Actually, how about a
/**
 * allocates a buffer, reusing the given one if large enough
 *
 * does not preserve the buffer contents and always frees the buffer passed in
 */
void av_fast_malloc(void **ptr, unsigned *size, int min_size)
{
    if (min_size < *size)
        return;
    *size= FFMAX(17*min_size/16 + 32, min_size);
    av_free(*ptr);
    *ptr = av_malloc(*size);
    if (!*ptr) *size = 0;
}

> also, even though mpeg*/h26* can catch the end by
> FF_INPUT_BUFFER_PADDING_SIZE zeros, i doubt somewhat that it works
> with many other decoders ...
> in that sense i think meny of your added memsets() are misleaing
> and in that sense iam not in favor of them, valgrind is buggy if it
> complains about unini stuff that is thrown away

If you want a case-by-case analyses before agreeing to any of them I do
not object, though I'd appreciate if the maintainers took that as a hint
to verify their code if it appears in my patch.
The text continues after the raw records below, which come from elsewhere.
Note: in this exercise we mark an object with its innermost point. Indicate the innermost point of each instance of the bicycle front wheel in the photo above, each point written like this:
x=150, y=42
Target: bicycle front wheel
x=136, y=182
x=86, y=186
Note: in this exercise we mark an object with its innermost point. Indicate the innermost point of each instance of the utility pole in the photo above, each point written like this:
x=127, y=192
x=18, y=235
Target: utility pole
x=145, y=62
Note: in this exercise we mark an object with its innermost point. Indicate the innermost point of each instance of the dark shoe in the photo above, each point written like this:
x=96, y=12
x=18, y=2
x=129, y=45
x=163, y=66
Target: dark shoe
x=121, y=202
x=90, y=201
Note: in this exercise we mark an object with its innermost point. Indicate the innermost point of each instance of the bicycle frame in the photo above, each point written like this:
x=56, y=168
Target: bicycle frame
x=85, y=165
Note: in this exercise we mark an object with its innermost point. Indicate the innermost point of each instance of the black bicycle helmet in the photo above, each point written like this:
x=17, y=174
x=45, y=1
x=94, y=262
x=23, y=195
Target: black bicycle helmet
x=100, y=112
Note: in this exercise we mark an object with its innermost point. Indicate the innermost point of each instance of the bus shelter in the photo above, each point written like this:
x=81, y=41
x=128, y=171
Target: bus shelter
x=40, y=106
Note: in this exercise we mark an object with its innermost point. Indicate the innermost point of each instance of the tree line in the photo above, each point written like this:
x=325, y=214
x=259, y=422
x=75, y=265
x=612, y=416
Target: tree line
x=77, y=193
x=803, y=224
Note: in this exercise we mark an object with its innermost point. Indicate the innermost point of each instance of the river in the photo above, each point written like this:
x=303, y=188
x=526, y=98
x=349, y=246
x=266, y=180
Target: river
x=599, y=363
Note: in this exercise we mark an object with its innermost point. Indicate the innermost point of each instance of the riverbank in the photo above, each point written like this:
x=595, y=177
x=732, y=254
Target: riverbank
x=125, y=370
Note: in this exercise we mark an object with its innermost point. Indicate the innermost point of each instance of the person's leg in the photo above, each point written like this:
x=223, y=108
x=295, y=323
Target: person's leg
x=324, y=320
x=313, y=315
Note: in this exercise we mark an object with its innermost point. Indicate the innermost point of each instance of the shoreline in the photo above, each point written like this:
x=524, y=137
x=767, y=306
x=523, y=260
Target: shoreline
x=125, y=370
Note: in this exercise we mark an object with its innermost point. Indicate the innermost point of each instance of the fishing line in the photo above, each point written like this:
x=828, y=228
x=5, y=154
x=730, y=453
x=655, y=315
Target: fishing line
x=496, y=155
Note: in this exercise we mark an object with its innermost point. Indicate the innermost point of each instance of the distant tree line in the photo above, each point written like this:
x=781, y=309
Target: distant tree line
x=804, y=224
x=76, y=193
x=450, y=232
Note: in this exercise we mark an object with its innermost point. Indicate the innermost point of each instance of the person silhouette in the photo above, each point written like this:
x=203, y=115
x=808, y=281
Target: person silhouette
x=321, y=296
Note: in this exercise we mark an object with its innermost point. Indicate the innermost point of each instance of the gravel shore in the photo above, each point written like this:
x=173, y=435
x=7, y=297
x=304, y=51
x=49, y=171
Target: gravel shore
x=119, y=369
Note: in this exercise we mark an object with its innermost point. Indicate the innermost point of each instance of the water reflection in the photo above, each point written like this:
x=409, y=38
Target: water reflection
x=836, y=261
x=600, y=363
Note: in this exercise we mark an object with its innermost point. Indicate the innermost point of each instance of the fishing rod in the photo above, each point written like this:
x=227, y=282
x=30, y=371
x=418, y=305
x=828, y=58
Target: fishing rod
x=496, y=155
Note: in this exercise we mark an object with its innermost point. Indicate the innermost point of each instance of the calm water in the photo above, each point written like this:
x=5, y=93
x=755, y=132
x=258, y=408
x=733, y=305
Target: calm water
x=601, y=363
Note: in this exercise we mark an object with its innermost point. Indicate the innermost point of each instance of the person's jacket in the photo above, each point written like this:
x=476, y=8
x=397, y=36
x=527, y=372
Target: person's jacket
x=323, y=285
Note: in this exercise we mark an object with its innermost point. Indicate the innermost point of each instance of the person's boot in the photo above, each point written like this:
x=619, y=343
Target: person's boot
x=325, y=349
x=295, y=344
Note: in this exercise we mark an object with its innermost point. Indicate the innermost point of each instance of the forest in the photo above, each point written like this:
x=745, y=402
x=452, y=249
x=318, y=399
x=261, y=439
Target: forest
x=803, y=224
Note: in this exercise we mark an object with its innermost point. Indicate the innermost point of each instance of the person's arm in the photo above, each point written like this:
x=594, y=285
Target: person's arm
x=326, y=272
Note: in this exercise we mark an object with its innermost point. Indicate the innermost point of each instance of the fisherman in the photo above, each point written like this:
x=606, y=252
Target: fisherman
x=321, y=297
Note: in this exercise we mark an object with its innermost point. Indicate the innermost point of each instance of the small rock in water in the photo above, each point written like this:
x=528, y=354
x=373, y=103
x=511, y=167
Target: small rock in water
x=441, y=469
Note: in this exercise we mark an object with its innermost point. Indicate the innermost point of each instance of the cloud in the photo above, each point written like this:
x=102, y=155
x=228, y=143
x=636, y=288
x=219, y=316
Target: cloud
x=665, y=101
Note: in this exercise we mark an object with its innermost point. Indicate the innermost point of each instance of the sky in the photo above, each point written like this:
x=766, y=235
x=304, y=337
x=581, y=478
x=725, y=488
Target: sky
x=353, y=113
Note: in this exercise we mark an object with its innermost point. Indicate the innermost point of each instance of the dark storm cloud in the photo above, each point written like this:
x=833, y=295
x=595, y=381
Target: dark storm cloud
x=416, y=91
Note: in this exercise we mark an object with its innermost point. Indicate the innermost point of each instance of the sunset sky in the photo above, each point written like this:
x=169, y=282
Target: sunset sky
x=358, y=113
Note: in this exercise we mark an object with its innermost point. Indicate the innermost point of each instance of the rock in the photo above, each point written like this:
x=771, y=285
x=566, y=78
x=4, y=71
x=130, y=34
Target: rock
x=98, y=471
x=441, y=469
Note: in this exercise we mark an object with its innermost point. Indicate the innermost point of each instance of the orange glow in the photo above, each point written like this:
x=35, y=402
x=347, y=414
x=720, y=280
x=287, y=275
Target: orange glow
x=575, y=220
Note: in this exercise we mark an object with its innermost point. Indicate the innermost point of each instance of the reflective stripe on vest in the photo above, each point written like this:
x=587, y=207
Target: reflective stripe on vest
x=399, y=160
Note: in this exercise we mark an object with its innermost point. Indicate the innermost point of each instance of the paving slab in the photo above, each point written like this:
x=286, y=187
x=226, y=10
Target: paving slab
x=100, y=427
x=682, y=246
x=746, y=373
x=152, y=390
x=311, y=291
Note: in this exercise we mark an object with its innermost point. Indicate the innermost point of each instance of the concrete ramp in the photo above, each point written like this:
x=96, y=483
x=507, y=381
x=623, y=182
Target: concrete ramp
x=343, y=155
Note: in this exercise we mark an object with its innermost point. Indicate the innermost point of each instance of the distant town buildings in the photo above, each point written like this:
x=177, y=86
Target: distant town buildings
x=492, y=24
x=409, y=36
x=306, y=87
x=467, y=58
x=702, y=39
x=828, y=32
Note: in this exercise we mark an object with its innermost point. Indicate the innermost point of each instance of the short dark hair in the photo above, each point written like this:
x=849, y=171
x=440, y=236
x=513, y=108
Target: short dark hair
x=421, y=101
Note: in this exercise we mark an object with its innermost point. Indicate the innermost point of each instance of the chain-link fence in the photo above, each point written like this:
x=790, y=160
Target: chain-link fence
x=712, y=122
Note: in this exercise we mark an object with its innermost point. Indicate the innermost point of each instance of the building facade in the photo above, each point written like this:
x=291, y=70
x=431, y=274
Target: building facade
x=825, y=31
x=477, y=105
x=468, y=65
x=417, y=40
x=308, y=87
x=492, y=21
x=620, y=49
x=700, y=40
Apart from that, valgrind is not the _reason_ for this, the reason is
that to my knowledge the (external, admittedly this often only uses
the internal) API requires the padding to be zeroed.
Also for all decoders requiring a fixed value for the padding reduces
the possibilities and should allow for better/easier/faster checks.